The young man found a stick, one that evidently met his standards for length and strength. He kept it in front of himself; he walked deliberately toward the cliff, and the illusion.
Oh. Clever. Avoiding traps. Testing a theory. Lorre found himself impressed, particularly when the young man watched the tip of the driftwood vanish and nodded to himself and then set rocks down to neatly mark the spot.
The island was not large, and the beach even smaller: a jut of cliff, a tangle of vines, a small lagoon and a trickle of water down to the shore. The illusion hid the cave-opening, but there wasn’t really anywhere else for someone to be; the young man figured that out within an hour or so of methodical exploration, and returned to the shore, and looked thoughtfully at the cliffs. He’d rolled up his sleeves and undone the ties of his shirt, given the heat; he had a vine-leaf in his hair, along with a hint of sweat.
Lorre, in some ways still very much human, couldn’t not stare. Something about those forearms under the rolled-up sleeves. That hint of well-muscled chest. The casual ripple of motion, broad shoulders, heroic thighs.
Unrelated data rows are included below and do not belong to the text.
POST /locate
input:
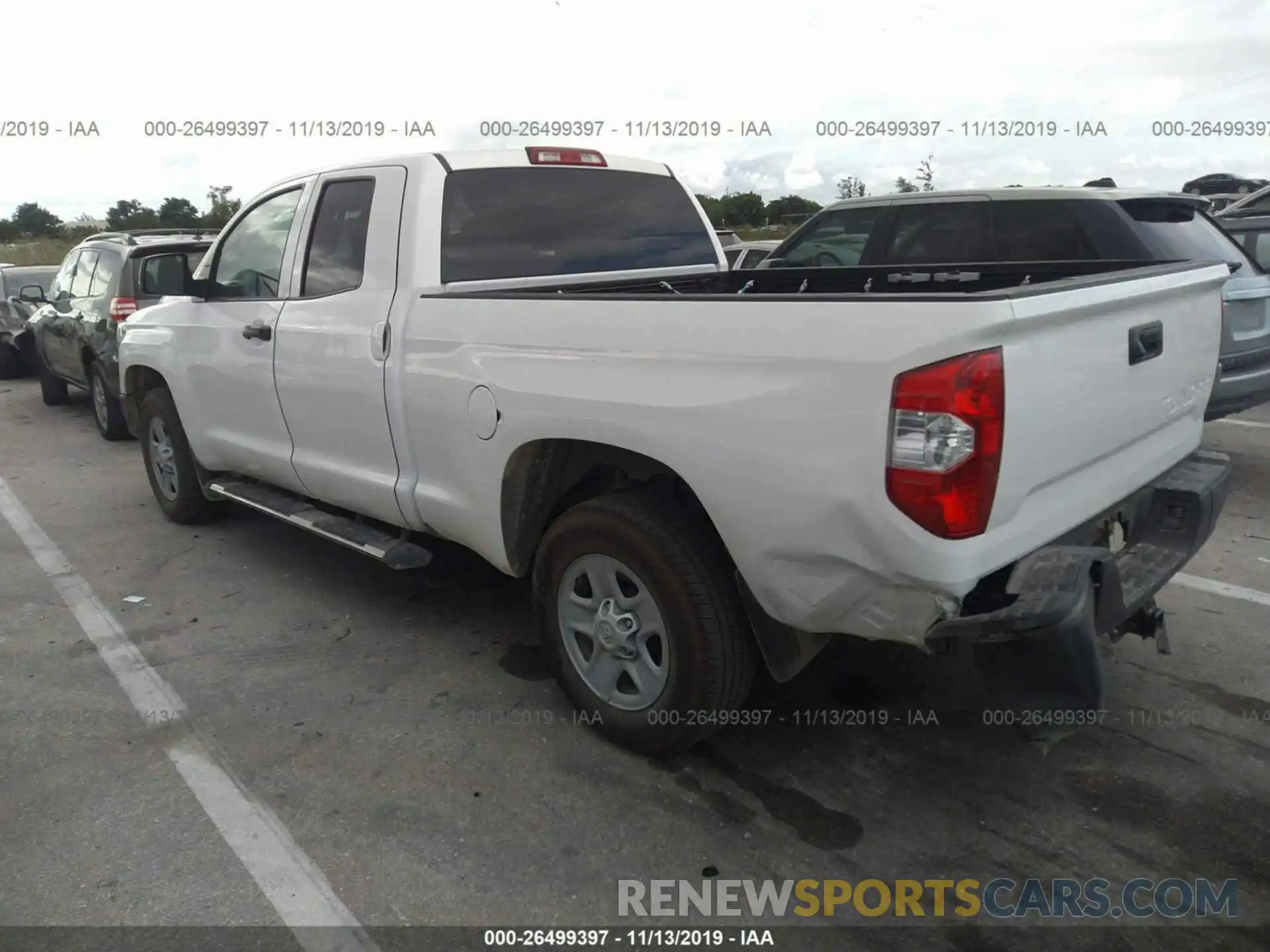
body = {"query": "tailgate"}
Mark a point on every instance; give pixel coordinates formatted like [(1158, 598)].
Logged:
[(1107, 383)]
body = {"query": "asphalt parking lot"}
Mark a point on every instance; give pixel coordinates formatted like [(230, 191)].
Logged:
[(402, 729)]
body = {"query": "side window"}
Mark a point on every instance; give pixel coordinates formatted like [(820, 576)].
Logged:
[(63, 282), (836, 240), (335, 259), (167, 273), (103, 277), (83, 278), (1260, 251), (941, 233), (249, 262), (1039, 231)]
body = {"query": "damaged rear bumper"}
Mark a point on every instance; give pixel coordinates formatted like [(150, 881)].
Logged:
[(1039, 651)]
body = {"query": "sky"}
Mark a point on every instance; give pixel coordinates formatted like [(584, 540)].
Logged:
[(1129, 65)]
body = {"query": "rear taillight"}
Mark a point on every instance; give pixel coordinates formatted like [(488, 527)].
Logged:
[(541, 155), (122, 307), (947, 427)]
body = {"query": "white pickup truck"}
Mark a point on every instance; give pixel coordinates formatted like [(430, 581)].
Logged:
[(542, 356)]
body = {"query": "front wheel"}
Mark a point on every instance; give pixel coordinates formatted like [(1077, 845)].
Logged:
[(642, 621), (11, 362), (169, 462), (52, 389), (107, 412)]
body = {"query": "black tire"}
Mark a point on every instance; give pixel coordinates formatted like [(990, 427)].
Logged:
[(11, 362), (52, 387), (113, 427), (687, 571), (189, 506)]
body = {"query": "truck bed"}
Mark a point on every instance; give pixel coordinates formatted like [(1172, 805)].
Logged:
[(901, 284)]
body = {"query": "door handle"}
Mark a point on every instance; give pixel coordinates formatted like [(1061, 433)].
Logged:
[(258, 331), (380, 340), (1146, 342)]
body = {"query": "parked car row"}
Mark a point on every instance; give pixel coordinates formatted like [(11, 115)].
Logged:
[(101, 284), (1223, 183), (21, 291), (544, 356), (923, 233)]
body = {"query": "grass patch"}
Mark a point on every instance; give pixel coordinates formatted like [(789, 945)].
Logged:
[(44, 252)]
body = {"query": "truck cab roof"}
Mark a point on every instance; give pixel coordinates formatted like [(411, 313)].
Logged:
[(1028, 192), (459, 159)]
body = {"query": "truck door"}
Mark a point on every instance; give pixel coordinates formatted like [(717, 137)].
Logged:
[(333, 339), (228, 352)]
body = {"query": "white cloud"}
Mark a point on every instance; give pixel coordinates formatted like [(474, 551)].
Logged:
[(1124, 63)]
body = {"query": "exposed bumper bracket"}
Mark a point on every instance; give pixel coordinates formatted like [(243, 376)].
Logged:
[(1039, 651)]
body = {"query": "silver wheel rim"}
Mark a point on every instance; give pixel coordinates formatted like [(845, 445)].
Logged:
[(613, 633), (163, 461), (99, 408)]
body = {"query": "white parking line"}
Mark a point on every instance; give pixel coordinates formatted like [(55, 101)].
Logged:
[(1245, 423), (287, 877), (1221, 588)]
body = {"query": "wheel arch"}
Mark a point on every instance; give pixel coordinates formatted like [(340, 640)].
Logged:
[(544, 477)]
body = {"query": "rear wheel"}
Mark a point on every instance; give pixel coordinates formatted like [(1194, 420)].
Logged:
[(107, 412), (169, 462), (642, 621), (52, 387)]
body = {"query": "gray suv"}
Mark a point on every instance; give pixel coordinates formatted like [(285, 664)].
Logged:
[(102, 282), (915, 238), (21, 287)]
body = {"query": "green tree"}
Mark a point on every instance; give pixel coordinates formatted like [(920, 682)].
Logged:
[(130, 214), (222, 206), (178, 214), (32, 220), (851, 187), (713, 207), (926, 173), (788, 208), (741, 208)]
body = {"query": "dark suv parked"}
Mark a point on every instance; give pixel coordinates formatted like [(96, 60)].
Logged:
[(103, 281), (22, 287), (939, 237)]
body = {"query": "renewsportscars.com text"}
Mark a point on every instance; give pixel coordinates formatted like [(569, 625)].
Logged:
[(997, 898)]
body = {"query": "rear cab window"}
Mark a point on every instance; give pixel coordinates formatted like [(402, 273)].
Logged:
[(157, 270), (1040, 230), (1179, 231), (83, 278), (105, 274), (836, 239), (335, 259), (1259, 247), (523, 222), (940, 233), (62, 285)]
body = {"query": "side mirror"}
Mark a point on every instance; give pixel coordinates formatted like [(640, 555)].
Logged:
[(168, 276)]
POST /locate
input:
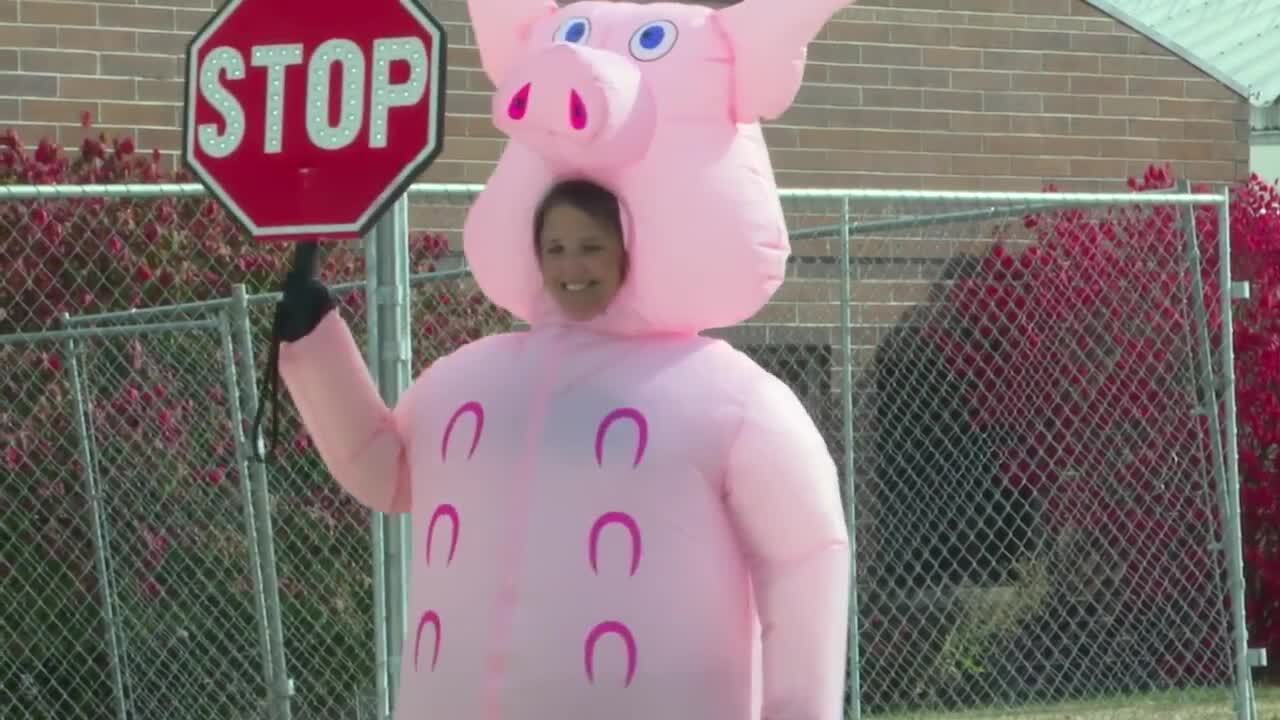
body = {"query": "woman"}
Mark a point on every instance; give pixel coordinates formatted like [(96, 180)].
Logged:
[(613, 515)]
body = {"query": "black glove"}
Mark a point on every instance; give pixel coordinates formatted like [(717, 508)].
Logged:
[(305, 302)]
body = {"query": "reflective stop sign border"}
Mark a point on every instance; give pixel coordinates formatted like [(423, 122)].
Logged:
[(314, 127)]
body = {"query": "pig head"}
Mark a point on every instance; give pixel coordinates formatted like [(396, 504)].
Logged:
[(661, 103)]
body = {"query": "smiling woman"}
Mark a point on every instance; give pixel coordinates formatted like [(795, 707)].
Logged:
[(579, 238)]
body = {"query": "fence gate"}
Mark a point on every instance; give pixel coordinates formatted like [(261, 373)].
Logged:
[(136, 578)]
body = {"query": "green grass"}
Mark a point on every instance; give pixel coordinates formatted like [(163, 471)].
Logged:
[(1196, 705)]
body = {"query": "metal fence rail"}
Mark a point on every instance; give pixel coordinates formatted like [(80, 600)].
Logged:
[(1037, 449)]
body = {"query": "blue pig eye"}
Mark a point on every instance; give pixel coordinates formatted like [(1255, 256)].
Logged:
[(574, 31), (653, 40)]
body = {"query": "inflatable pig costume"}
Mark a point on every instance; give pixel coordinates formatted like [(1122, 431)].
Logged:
[(616, 519)]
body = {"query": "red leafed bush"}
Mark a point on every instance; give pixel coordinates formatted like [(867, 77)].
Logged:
[(164, 451), (1256, 236), (1080, 358)]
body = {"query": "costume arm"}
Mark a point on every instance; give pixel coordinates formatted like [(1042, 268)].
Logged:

“I suppose,” the young man said, very wry, still looking at the cliff as if perfectly aware Lorre was watching, “I should introduce myself. I think I forgot to, earlier.”
I suppose you should, Lorre agreed silently. Since you’re here. Disrupting my life.
He ignored the fact that he’d had no real plans. Meditation. Quiet. A hope for calm.
A hint of dragon-fire slid through his veins, under his skin. A memory. Restless. Beckoning. Dangerous.
“My name is Gareth,” the young man said, “Prince of the Mountain Marches, Lord of Honeywood, if the titles matter to you. King Ardan is my older brother. And we need your help. Desperately.”
Lorre found himself obscurely disappointed by this ordinariness. So small. So human. Just like all the rest.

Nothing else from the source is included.